To look at the data, I needed a few libraries, in particular, pandas, Matplotlib, Cartopy, and Imageio. I started off by importing all the data into a pandas dataframe, indexing by time. To get an idea of how readings changed over time, I sliced the data to only include the district of Gangnam and generated line plots of the readings for each pollutant.
I noted how clear it was to see how nitrous dioxide, carbon monoxide, and dust were on the rise between the 20th and 23rd, but there was a drop in ozone at this time as well. This visualization and commentary were all well and good (and if I did this 24 more times to cover every other district and do some comparisons, it would have been sufficient for the project’s requirements). But, I couldn’t allow myself to go the easy route. I was invested to do my best. One of my favorite subreddits is /r/dataisbeautiful, where users present visualizations of data. I love visualizations in how they can compactly yet beautifully present data, and 25 graphs definitely isn’t compact. So, what could I do? How about plotting the data on a map of Seoul?
In class, we took a bit of time to look at Catopy, but by a bit of time, it went something like, “This exists; it can draw maps and data on it.” So, after some time, experimentation, and a lot of documentation reading, this is what I figured out.

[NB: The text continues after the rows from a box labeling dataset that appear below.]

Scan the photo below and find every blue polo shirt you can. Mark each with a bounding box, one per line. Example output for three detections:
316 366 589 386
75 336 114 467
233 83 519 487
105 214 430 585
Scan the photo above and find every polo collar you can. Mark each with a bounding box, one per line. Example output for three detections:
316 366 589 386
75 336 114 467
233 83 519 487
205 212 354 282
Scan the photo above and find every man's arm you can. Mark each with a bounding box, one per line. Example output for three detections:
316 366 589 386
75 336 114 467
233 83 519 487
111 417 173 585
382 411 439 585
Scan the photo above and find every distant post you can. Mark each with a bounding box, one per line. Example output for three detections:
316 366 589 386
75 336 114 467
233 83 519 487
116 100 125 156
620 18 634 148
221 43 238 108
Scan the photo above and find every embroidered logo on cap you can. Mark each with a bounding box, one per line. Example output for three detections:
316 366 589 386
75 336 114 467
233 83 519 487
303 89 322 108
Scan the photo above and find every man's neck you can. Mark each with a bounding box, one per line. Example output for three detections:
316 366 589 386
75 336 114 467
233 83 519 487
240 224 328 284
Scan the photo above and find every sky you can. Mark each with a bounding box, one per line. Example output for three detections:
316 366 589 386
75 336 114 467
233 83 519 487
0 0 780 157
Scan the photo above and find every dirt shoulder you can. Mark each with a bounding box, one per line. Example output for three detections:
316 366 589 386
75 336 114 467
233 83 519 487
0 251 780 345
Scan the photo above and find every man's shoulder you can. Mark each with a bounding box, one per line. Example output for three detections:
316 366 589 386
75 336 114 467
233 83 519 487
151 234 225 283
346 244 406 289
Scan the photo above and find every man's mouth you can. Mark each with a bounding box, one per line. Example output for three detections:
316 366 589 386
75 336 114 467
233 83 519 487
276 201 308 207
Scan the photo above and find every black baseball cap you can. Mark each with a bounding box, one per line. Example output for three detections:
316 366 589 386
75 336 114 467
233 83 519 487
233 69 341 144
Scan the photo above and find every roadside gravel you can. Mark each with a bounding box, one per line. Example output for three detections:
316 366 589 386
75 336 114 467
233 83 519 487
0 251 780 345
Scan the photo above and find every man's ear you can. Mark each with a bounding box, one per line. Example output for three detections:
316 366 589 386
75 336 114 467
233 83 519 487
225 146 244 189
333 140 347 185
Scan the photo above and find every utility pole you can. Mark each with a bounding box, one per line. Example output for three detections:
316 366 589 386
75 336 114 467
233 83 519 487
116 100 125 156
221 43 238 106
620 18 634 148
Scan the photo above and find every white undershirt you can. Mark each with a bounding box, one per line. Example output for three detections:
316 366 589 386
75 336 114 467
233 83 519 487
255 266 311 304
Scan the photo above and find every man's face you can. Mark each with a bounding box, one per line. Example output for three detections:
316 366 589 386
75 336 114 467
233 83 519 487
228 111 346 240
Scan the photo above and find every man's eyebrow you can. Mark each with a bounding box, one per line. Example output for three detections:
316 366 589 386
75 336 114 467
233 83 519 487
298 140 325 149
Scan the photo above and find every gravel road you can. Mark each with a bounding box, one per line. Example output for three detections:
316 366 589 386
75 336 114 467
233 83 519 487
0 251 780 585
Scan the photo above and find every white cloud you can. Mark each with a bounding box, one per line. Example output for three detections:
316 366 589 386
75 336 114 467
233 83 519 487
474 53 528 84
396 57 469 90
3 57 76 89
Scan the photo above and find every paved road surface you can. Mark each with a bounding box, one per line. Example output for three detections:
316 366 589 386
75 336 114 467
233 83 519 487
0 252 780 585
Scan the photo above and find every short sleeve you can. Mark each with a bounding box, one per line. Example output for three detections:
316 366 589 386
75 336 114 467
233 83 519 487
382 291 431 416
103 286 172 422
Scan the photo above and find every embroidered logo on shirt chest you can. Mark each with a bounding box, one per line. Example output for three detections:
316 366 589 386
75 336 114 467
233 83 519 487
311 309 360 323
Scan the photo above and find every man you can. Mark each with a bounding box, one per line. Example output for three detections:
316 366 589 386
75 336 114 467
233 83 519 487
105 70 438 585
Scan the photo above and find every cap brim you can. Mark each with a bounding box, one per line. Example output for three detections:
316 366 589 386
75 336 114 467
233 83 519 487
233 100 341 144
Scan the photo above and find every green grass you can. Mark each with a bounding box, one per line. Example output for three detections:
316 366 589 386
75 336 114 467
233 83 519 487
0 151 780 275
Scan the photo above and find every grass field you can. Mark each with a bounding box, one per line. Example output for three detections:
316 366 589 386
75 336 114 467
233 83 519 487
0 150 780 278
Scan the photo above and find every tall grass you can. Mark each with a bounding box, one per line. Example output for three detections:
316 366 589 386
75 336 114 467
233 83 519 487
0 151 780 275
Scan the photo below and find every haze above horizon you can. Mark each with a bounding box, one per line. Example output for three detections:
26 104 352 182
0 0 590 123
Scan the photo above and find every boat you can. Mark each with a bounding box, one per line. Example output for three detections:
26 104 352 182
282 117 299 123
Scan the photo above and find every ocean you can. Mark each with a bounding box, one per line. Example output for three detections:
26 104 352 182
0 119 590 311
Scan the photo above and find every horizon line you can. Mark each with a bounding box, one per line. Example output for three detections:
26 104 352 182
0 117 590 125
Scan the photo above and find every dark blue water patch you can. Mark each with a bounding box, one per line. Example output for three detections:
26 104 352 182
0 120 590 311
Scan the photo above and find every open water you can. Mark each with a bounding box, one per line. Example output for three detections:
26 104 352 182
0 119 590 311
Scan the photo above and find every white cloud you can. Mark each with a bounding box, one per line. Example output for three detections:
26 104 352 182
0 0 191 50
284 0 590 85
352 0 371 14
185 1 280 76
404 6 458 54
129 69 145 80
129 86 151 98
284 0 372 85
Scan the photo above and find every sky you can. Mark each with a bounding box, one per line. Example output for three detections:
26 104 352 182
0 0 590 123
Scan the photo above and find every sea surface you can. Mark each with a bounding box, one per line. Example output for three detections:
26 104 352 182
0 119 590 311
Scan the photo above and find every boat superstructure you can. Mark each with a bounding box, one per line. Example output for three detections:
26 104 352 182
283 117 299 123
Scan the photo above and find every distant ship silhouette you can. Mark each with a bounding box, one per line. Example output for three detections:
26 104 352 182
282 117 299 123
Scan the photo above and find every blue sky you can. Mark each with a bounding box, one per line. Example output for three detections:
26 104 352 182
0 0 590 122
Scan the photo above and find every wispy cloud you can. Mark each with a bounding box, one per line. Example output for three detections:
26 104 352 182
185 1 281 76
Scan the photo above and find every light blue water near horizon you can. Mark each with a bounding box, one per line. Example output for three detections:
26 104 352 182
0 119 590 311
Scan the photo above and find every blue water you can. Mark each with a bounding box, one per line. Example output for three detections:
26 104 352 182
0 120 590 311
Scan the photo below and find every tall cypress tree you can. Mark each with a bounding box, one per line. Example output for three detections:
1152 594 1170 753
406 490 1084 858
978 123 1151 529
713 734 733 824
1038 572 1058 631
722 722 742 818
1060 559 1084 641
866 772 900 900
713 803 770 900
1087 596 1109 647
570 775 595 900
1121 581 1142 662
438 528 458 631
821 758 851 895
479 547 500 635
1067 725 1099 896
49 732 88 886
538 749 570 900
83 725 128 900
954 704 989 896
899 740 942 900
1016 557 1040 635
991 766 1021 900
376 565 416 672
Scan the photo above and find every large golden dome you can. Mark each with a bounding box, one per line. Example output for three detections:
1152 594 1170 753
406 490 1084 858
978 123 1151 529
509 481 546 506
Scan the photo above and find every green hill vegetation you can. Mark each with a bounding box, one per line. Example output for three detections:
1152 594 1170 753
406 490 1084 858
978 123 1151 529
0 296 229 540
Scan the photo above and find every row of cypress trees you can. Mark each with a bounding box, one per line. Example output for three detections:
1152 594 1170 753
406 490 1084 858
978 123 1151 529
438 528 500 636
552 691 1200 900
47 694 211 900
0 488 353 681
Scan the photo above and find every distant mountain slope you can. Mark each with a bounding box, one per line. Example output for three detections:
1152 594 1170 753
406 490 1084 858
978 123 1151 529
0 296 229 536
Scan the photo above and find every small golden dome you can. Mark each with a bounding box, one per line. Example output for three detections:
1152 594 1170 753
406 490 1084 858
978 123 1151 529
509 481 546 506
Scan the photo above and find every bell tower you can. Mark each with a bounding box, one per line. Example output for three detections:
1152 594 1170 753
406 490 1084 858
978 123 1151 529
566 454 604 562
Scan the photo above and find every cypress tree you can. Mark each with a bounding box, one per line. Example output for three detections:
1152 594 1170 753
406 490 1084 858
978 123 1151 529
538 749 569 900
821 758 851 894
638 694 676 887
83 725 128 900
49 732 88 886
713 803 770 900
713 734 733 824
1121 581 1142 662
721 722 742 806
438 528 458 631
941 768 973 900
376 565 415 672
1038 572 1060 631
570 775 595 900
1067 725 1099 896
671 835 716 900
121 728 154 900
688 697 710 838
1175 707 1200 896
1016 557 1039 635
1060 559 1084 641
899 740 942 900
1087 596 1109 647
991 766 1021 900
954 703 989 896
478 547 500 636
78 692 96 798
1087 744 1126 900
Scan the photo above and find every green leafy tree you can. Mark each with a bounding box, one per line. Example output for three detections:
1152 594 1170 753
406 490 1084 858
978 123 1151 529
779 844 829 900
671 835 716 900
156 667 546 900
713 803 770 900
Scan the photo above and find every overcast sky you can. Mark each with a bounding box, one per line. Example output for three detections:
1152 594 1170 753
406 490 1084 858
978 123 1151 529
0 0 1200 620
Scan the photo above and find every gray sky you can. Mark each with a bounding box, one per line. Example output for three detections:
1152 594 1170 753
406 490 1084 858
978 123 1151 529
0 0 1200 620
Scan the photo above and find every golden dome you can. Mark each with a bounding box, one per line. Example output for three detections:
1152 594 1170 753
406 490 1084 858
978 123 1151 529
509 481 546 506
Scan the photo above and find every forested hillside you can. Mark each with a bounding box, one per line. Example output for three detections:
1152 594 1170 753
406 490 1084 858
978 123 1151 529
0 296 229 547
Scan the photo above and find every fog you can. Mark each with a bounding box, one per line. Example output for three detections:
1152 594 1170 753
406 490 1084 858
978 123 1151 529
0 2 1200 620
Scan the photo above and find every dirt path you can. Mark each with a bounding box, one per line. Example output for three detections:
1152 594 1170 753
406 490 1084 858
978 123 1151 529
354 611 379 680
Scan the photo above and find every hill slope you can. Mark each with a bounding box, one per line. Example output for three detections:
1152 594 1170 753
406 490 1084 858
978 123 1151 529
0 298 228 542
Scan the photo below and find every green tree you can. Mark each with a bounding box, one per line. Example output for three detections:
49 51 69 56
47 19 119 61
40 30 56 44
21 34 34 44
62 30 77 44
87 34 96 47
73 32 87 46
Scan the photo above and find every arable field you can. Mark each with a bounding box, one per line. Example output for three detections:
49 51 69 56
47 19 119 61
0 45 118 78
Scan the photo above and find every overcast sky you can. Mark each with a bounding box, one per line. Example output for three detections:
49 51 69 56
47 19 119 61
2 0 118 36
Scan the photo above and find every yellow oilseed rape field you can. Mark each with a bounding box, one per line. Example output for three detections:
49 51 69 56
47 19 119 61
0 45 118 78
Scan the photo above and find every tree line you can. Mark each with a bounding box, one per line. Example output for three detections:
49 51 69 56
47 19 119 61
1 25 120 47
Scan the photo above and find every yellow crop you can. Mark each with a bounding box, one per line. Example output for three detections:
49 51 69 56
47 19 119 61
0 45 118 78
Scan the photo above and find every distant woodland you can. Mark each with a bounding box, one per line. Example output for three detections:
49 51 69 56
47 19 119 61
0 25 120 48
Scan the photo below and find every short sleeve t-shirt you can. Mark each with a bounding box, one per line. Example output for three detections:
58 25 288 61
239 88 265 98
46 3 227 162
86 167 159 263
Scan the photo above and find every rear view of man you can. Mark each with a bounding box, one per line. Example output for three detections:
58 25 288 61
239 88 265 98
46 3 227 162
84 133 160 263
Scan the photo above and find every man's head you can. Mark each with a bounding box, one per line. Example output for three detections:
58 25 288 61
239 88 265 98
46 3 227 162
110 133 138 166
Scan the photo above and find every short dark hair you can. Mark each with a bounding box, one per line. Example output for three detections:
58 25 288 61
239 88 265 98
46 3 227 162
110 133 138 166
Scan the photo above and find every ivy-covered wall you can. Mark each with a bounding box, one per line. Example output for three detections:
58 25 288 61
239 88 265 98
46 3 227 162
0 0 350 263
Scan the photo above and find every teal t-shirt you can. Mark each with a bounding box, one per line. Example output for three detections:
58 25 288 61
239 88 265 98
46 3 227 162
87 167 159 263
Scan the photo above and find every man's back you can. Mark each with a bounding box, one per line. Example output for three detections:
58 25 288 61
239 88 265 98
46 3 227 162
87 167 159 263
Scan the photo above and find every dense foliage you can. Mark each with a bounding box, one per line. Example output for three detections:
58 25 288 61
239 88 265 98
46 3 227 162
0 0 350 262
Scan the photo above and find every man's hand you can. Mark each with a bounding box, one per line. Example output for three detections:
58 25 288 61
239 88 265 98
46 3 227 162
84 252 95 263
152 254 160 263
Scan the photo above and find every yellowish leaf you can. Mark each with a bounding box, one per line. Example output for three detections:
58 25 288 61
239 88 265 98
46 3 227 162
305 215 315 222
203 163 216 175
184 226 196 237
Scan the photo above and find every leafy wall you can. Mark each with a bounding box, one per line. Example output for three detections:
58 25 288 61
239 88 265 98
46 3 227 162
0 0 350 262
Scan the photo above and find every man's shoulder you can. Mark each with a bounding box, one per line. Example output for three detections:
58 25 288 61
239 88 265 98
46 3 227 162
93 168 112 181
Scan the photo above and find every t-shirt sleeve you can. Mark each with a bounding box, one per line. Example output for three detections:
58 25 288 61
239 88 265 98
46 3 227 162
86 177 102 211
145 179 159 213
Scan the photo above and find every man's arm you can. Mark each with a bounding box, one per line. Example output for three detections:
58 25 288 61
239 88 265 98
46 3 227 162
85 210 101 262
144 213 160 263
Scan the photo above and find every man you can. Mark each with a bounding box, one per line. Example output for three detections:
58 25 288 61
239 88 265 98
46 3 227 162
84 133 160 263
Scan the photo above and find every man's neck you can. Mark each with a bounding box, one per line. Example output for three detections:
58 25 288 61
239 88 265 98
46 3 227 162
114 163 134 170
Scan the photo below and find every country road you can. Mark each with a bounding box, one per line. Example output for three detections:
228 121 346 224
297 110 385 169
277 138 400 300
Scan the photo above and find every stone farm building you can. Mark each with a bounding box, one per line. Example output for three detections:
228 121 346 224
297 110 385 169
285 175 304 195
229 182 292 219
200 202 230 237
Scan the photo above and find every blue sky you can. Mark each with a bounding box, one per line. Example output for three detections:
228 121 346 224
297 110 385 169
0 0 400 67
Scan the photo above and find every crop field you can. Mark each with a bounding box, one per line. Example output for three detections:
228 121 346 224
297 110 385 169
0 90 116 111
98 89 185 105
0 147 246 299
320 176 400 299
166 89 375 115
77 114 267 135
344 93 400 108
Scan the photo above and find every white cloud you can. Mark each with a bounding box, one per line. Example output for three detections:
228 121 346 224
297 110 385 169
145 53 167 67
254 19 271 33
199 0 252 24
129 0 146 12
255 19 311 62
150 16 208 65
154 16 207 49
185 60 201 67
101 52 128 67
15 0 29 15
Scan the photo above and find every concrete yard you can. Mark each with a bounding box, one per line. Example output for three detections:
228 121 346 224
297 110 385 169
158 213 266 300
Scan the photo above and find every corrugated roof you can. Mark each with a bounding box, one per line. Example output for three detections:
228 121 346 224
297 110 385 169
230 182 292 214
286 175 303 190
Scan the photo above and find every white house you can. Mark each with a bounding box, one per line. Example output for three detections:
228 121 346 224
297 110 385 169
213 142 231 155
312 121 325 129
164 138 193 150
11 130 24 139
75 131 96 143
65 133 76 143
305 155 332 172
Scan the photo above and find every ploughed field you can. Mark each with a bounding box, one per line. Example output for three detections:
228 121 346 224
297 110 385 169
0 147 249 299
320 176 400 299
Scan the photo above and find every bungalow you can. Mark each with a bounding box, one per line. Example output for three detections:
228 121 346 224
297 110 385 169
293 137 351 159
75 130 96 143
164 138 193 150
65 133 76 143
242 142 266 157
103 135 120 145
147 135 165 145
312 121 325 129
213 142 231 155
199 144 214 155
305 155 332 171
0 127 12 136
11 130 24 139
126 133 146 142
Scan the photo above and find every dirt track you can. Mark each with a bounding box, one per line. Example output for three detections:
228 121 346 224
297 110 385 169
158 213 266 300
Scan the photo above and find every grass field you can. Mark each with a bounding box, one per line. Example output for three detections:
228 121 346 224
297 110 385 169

I could import my own maps as long as I had a shapefile (and thankfully, there’s this lovely shapefile of Seoul right here). To import the shapefile, I needed to use Cartopy’s shapereader. From the shapereader, I have access to each individual district on the map in a list. With this, I can now go through each district, add its shape into the map, and individually color each shape in the process. This is a snippet of me randomly coloring each district of Seoul.Fantastic! Now, I can look at each pollutant, create a range of colors normalized with respect to the minimum and maximum concentrations of a given pollutant from the dataset, and color each district based on the concentration. To show you what I mean, here is a picture of the nitrogen dioxide levels in all the districts at 11 pm on November 17th.
Now, this is where I really had fun. I went through each pollutant and batch-generated similar images for each time in the data. Then, using Imageio, I gathered all these images into a .gif. Without further ado, here are the animated visualizations I made for each pollutant.
The Takeaways
This was an extremely fun project for me. I really got out of my comfort zone and got my feet wet in a new field, and I also got to really show what I’ve learned in something I haven’t done before. With these visualizations, I really got a clear picture of how these pollutants change over time, not only for a given district, but with their surrounding districts in consideration as well. There’s a kind of motion you can perceive in some of these animations as pollutants move through the district. This is something you definitely could not perceive with line graphs.
Granted, there are probably better ways to make visualizations like this. But, for me, who hadn’t used Python much at all before, I consider this an accomplishment. My Python skills are definitely a lot more competent now, and I have a much greater appreciation for data science. In the greater scheme of things, this was a stepping stone to figuring out what I want to do with computer engineering. I love trying technologies I haven’t tried using before, and I love applying my skills in fields and disciplines that aren’t purely engineering. I love working on projects that make me use my skills in completely different places, like using data science to help in analyzing air pollution. Even when I’m completely in the dark entirely, like not knowing the technologies or subject matter, I find that I really want to learn. Wherever there’s a project for me, there’s a lot of learning and a lot of fun for me to have.